It is disappointing to see a Christian fulfill what I would have thought was a tired stereotype: asserting that a rival belief or argument is ultimately based on immorality. Aside from being a conversation-stopper, in today’s world it seems to exude the bunker mentality of a subculture that does not want to sincerely engage with the world around it. Jim Spiegel has written a short article in Christianity Today that implies “New Atheists” are atheists because they cannot overcome their irrational passions. He even goes so far as to suggest that unbelief might be best fought by traditional family values, a conclusion derived from another scholar who claims that many prominent atheists in history had what amount to father issues.

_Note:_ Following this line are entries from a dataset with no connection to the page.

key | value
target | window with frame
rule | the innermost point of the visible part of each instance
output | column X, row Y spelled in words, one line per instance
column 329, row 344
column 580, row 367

Between the Reformation and the Enlightenment in Europe atheism was generally thought to be the product of immoral and irreligious practices. If you held unorthodox beliefs it was widely believed that this was caused by a sensual desire to live as one pleased, reaching back to the primordial sin of Adam’s pride. Francis Bacon, for example, begins his essay “Of Atheisme” (1598) with an exegesis of Psalm 14:1, “The fool hath said in his heart, there is no God.” Bacon interpreted the Psalm as saying that an atheist denied God in his heart, and not in his mind, because he wished to live as he pleased, not because he had intellectual reasons to deny God’s existence. After all, if the atheist turned to nature and investigated it rationally, Bacon insisted that he must conclude that an omnipotent being created and now sustained the natural world. The exact same exegetical approach was taken in hundreds of texts in the early modern period. And Jim Spiegel uses the same verse to promote his book, The Making of an Atheist: How Immorality leads to Unbelief, and insists that atheists adopt unbelief because of the non-rational pull of the passions.
The argument that unbelievers and atheists were incapable of virtue was one that died hard in European culture—it was a scandal when Pierre Bayle suggested (1682, Pensées diverses sur le comète de 1680) that an atheist could be virtuous and that a society of atheists could exist. It wouldn’t be until the late nineteenth century that an avowed atheist by the name of Charles Bradlaugh could sit as a Member of Parliament in Britain. Americans still report that they desire politicians with traditional religious values as their representatives, which seems to suggest that politicians who do not believe in a traditional God are somehow untrustworthy or incapable of serving as political representatives because of their unbelief.
When Christians argue that atheists are atheists because of an underlying immorality they seem to be positing a simple relationship between belief and practice that has long since been rejected. At least the return of virtue ethics, perhaps most famously associated with the philosopher Alasdair MacIntyre, has given a philosophically sophisticated account of the relationship between practice and belief in a way that does not reduce the question to an oversimplified—not to say patently false—alternative between morality and immorality. Whatever one makes of MacIntyre’s project, he saw the need to give an account for how the connection between belief and practice was undermined in submitting the Enlightenment philosophy of David Hume, whom he perceived to represent that separation, to philosophical criticism, building upon philosophy’s history. In other words, MacIntyre recognizes that we cannot make an argument today about the relationship between belief and practice without accounting for the history of that relationship’s conception.
Put simply, there is no going back. There can be no pre-critical, “naive” argument about belief and practice—linking unbelief to immorality—that simply ignores the work of modern critical philosophy and its history. We cannot settle for seemingly neat solutions—in this case dismissals—in place of critical thinking; nor can we accept terms of debate that end dialogue rather than foster it. Again, even if you do not agree with MacIntyre, at least his position is taken critically and is articulated in such a way that it actually opens itself up to be contested in a rational way. Arguing that atheism is the product of immorality as Spiegel does is a shallow way of short-cutting the work of actually engaging with the arguments of others, especially those with alternative beliefs, on sincere terms. If we cannot convince a partner in dialogue of our position, we cannot maintain today that another position is wrong simply because we find it to be “non-rational.” This would seem to be all the more true given the fact that what one person calls non-rational, another calls conviction.
As Christians when we flatten dialogue into a stale debate we only contribute to the work of enclosure, of sealing up our ears so that we can no longer hear any divergent voice, let alone the Voice that we faithfully presume speaks to us. In order to have ears to hear, and eyes to see, we must be vigilant against all forms of distortion, including the distortion of philosophical simplification and prejudice, of silencing those we disagree with under the false banner of irrationality and immorality.